Когда пришла моя пятнадцатая зима, я стал встречаться с девушкой по имени Ильза, дочерью олдермена и племянницей самого отца Луи. Оказалось, когда надо, я становлюсь тем еще пронырой, могу влезть посреди ночи в дом к деревенскому голове: я взбирался на умирающий дуб под окном Ильзы и шепотом просил впустить меня. Неопытные, мы жадно целовали друг друга, предаваясь суетливым ласкам, от которых у юноши закипает кровь.
Мама не одобряла. Мы с ней нечасто ссорились, но – Боже Всемогущий! – когда речь заходила об Ильзе, от наших криков, сука, небеса дрожали. Раз за разом мама предостерегала, чтобы я держался от этой девки подальше. Однажды вечером мы сидели за столом: папа тихо топил горе в бутылке водки, Селин ковыряла ложкой картофельное рагу, а мы с мама ругались. Снова она предупреждала о голоде у меня внутри. Чтобы я стерегся его, как бы он не поглотил меня целиком.
Страхи родителей, будто я повторю их ошибки, осточертели. Потеряв терпение, я указал на папá и яростно выкрикнул: «Я – не он! Во мне от него нет ни капли!»
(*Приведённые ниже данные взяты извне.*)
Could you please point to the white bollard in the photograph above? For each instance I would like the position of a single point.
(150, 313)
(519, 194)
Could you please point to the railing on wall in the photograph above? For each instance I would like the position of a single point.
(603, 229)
Тогда папа посмотрел на меня и – некогда такой красивый, а теперь опухший и размякший от пьянства, – промямлил:
– Ну еще бы, дьявол подери, мелкий ты ублюдок.
– Рафаэль! – вскричала мама. – Не говори так!
Тогда отец перевел взгляд на нее и скривился в горькой ехидной улыбке. На том бы все и кончилось, но лев внутри меня, рассвирепев, не захотел оставить его слова без ответа.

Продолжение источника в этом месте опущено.